I like the steadiness of being an employee. With the advent of off-shore outsourcing (which is really taking hold at my company and displacing a lot of local contractors but not employees), I think that I made the right decision. You never know what the future will hold, though.

Greg said...

Bill,
Aren't you going to mention the alien abduction? I suspect the removal of the probe has increased your comfort level significantly. I know I sure felt better after pulling it out.
It sure is good seeing you doing well.
Best to all
GG

Bill said...

Hi Chase - and welcome, glad you stopped by. I'll definitely stop over soon.

Firehawk - Sometimes, I think it's better to live without those 'rhythms', and ignore the limitations... It seems to me they're more trouble than they're worth... the allure of that 'steady state' however seems almost irresistable at times.

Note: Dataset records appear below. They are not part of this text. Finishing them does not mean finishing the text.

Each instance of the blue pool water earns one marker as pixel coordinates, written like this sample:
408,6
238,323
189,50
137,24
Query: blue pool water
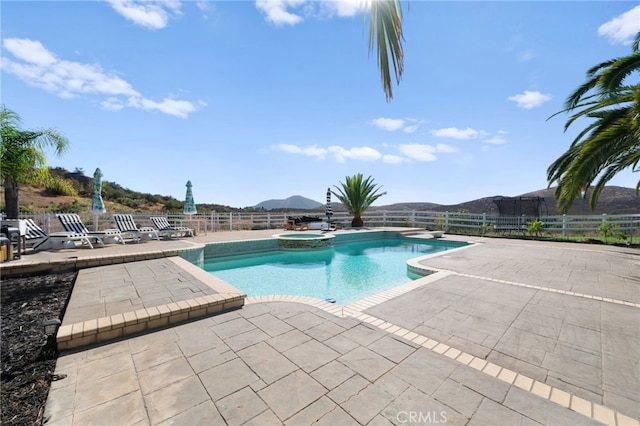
345,273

It's strange, regardless of our abilities, skills, etc... every time we (well I) land in a new playground, all those feelings of 'am I good enough' seem to rise up, along with that "cold under the rib-cage" sensation you mentioned.

I'm actually hoping to build a nice, solid customer base of less than 20 clients that need some regular (as in billable) assistance from me. None so big that gaining or losing one would have a dramatic impact on the overall cashflow. We'll see what happens.

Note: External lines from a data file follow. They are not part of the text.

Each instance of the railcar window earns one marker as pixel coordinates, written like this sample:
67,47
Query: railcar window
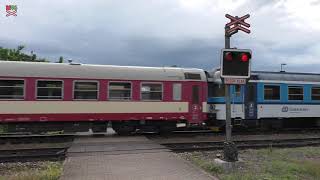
119,91
195,94
11,89
295,93
237,90
150,91
49,89
315,93
176,91
85,90
271,92
192,76
215,90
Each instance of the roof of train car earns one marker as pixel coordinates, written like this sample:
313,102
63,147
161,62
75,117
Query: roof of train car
285,76
274,76
90,71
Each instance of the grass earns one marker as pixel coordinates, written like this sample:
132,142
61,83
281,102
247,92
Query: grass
206,165
41,171
267,164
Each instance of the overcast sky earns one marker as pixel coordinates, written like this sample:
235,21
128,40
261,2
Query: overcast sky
187,33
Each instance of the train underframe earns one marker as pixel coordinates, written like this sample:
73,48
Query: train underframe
267,123
120,127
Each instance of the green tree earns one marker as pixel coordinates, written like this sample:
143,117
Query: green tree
16,55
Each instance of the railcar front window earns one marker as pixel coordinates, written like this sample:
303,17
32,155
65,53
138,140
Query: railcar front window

As for the "selling myself every few months"... well, the way I see it, in today's market place, we're all selling ourselves, every single day.

CA - it's definitely very possible!! One of the reasons I started writing about all of this, is that, despite feeling at times like I'm alone in my experiences, I suspected my journey has not been all that 'unique'... that it's shared by many in the field.

Your continued observations are a testament to the fact that we do share quite a bit of this!

Greg - Always nice to see your smiling face! The alien abduction... which one? There was a probe? It was removed? You had one too? How did you know? (I've always suspected there was an 'insider in all of this!)

Yeah, things are rollin along... still not there yet.. although things haven't changed much... Everyone still wants to write a 'software winner' and become rich and famous. Fortunately I'm a lot less excited about that 'possibility' and a lot more excited about the work!!

We're over-due for a chat Bro.. drop me an email, let me know when a good time to call is!!

Trevor Record said...

I'm just getting into the world of making money and mortgages, and I am really afraid that if I lose my job I won't be able to keep up with payments ($1266/mo!)

For the poll you put up at the side, I picked anger, but envy is sin that'll cause the most problems in the long run, in my opinion! I don't think that greed is so bad as much as it is neutral. A lot of progress in the world has come from greed. Of course, it has also stalled a lot of progress

Bill said...

Trevor - Having financial obligations does change your viewpoint 'eh? Fortunately, for most of us. it causes us to become better, not worse at what we do.

As for the 'poll'... I had a tough time deciding myself... They all cause problems, in different ways. Lust has probably caused more pain than all the rest combined... but correctly applied (like to your partner)... IMO, is a good thing. I don't remember if I picked anger or envy, but I'm sure it was one of those!